Huang led a delegation to the World Cities Summit, a biannual event held in Singapore to discuss good governance and urban solutions for building a livable and sustainable city.

Singapore, a densely populated city-state in Southeast Asia, is seen as a role model worldwide in providing innovative solutions to meet people's rising housing needs amid a rapidly growing population, a critical problem shared by major Chinese cities as the country's urbanization drive accelerates.

"We are learning from Singapore's twin-track mechanism. Besides properties offered by private real estate developers, the government should provide more housing options for residents, as many of them cannot afford to buy from private developers," Huang said.

In Singapore, its public housing authority provides well-designed and affordable homes for some 82 percent of the country's 3.7 million people through granting subsidies to first-home buyers and offering various kinds of home ownership schemes, while high-end apartments are targeted at rich people with their monthly earnings exceeding some $5,750.

As China's largest municipality, Chongqing is under pressure to provide homes for more and more rural people migrating to the city for work. The situation is similar in other major cities, as 15 and 20 million people are migrating to Beijing, Shanghai, and second- and third-tier cities in the mainland every year.

After China launched housing reforms in the late 1990s, commercial real estate developers became the main housing providers on the market, while the limited supply of affordable housing was unable to meet rising demand, driving up the country's property price more than 10 times in the past two decades, Huang said.
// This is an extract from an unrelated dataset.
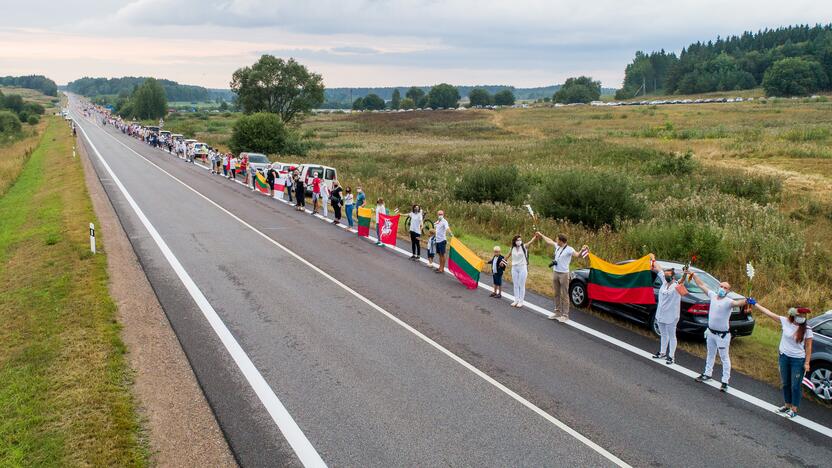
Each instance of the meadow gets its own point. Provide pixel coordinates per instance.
(729, 183)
The housing problem has become even more acute this year, as frustration over soaring property price intensified in the country's top-tier cities.
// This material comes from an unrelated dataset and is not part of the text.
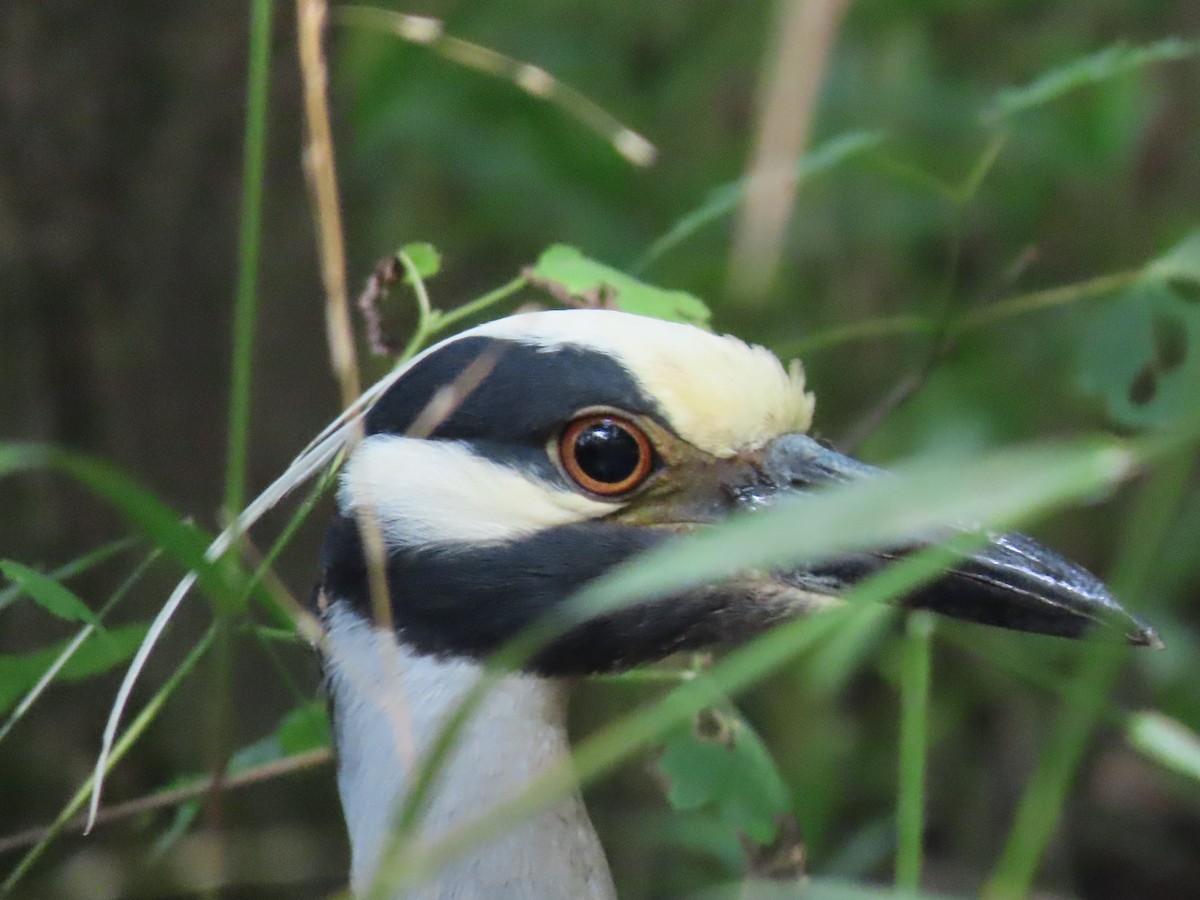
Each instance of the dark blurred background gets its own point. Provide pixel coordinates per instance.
(120, 155)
Even though the property sales volume nationwide has fallen on the tough government clampdown on runaway property market, prices showed little sign of easing, rising 12.4 percent in May from a year earlier, the second-fastest pace on record.
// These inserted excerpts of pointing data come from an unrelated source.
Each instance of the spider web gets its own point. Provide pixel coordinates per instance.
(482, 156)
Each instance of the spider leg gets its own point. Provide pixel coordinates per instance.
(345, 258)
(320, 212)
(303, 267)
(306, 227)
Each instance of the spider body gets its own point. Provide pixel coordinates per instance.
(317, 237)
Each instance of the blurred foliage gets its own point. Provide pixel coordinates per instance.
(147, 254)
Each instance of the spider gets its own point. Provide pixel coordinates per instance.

At a national conference on public housing held in mid-June, Vice-Premier Li Keqiang pledged to step up the supply of public housing nationwide to meet low- and medium-income people's housing needs.

Huang said the city's public housing program, which is targeted at the 30 percent of city dwellers with relatively low incomes, such as rural migrants, will help drive down property prices in the city.

He said the public housing can be rented at a price 40 percent lower than the market level and may even be bought by the leaseholder later at a discounted price.

However, public housing resale is forbidden in the second-hand property market to prevent residents in public housing from making windfall profits via reselling the house at the market price, he noted.